Since Israel invaded Gaza, the Sde Teiman military base has filled with blindfolded, handcuffed detainees, held without charge or legal representation.
NEW YORK TIMES
The men sat in rows, handcuffed and blindfolded, unable to see the Israeli soldiers who stood watch over them from the other side of a mesh fence.
They were barred from talking more loudly than a murmur, and forbidden to stand or sleep except when authorized.
A few knelt in prayer. One was being inspected by a paramedic. Another was briefly allowed to remove his handcuffs to wash himself. The hundreds of other Gazan detainees sat in silence. They were all cut off from the outside world, prevented for weeks from contacting lawyers or relatives.
This was the scene one afternoon in late May at a military hangar inside Sde Teiman, an army base in southern Israel that has become synonymous with the detention of Gazan Palestinians. Most Gazans captured since the start of the war on Oct. 7 have been brought to the site for initial interrogation, according to the Israeli military.
The military, which has not previously granted access to the media, allowed The New York Times to briefly see part of the detention facility as well as to interview its commanders and other officials, on condition of preserving their anonymity.
Once an obscure barracks, Sde Teiman is now a makeshift interrogation site and a major focus of accusations that the Israeli military has mistreated detainees, including people later determined to have no ties to Hamas or other armed groups.

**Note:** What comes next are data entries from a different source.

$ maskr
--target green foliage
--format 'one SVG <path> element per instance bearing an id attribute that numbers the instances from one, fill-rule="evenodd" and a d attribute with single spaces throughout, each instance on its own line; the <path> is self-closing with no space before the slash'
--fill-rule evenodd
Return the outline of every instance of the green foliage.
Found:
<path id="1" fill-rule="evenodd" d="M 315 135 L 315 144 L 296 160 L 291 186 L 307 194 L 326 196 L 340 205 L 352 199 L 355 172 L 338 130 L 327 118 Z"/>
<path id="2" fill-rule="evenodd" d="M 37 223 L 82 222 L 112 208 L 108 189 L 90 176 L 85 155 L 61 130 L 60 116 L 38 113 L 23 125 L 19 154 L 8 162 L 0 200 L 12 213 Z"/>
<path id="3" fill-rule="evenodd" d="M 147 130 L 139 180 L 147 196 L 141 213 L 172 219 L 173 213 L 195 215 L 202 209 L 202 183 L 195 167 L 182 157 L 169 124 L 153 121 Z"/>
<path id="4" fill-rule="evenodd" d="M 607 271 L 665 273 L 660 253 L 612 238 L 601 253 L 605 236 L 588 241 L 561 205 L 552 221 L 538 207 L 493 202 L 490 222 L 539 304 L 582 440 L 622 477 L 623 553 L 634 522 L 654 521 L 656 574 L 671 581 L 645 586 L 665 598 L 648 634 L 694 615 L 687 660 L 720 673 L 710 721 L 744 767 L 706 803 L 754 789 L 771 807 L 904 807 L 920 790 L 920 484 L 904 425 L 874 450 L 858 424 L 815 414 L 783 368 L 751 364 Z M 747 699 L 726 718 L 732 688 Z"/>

In interviews, former detainees described beatings and other abuse in the facility.
By late May, roughly 4,000 Gazan detainees had spent up to three months in limbo at Sde Teiman, including several dozen people captured during the Hamas-led terrorist attacks on Israel in October, according to the site commanders who spoke to The Times.

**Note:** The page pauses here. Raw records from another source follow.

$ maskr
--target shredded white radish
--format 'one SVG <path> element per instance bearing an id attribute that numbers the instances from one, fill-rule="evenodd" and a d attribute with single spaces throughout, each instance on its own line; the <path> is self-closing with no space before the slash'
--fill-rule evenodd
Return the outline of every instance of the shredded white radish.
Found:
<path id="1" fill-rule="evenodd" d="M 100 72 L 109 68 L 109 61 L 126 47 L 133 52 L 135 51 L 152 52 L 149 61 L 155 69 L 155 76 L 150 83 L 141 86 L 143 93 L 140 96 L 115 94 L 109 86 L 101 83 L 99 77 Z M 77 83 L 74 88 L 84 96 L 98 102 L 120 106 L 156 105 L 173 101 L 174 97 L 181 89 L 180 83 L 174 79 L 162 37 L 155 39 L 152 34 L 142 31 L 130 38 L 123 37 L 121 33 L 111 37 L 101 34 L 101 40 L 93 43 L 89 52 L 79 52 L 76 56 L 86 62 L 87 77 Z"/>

After interrogation, around 70 percent of detainees had been sent to purpose-built prisons for further investigation and prosecution, the commanders said. The rest, at least 1,200 people, had been found to be civilians and returned to Gaza, without charge, apology or compensation.
“My colleagues didn’t know whether I was dead or alive,” said Muhammad al-Kurdi, 38, an ambulance driver whom the military has confirmed was held at Sde Teiman late last year.
“I was imprisoned for 32 days,” said Mr. al-Kurdi. He said he had been captured in November after his convoy of ambulances attempted to pass through an Israeli military checkpoint south of Gaza City.
“It felt like 32 years,” he added.
A three-month investigation by The New York Times — based on interviews with former detainees and with Israeli military officers, doctors and soldiers who served at the site; the visit to the base; and data about released detainees provided by the military — found those 1,200 Palestinian civilians have been held at Sde Teiman in demeaning conditions without the ability to plead their cases to a judge for up to 75 days. Detainees are also denied access to lawyers for up to 90 days and their location is withheld from rights groups as well as from the International Committee of the Red Cross, in what some legal experts say is a contravention of international law.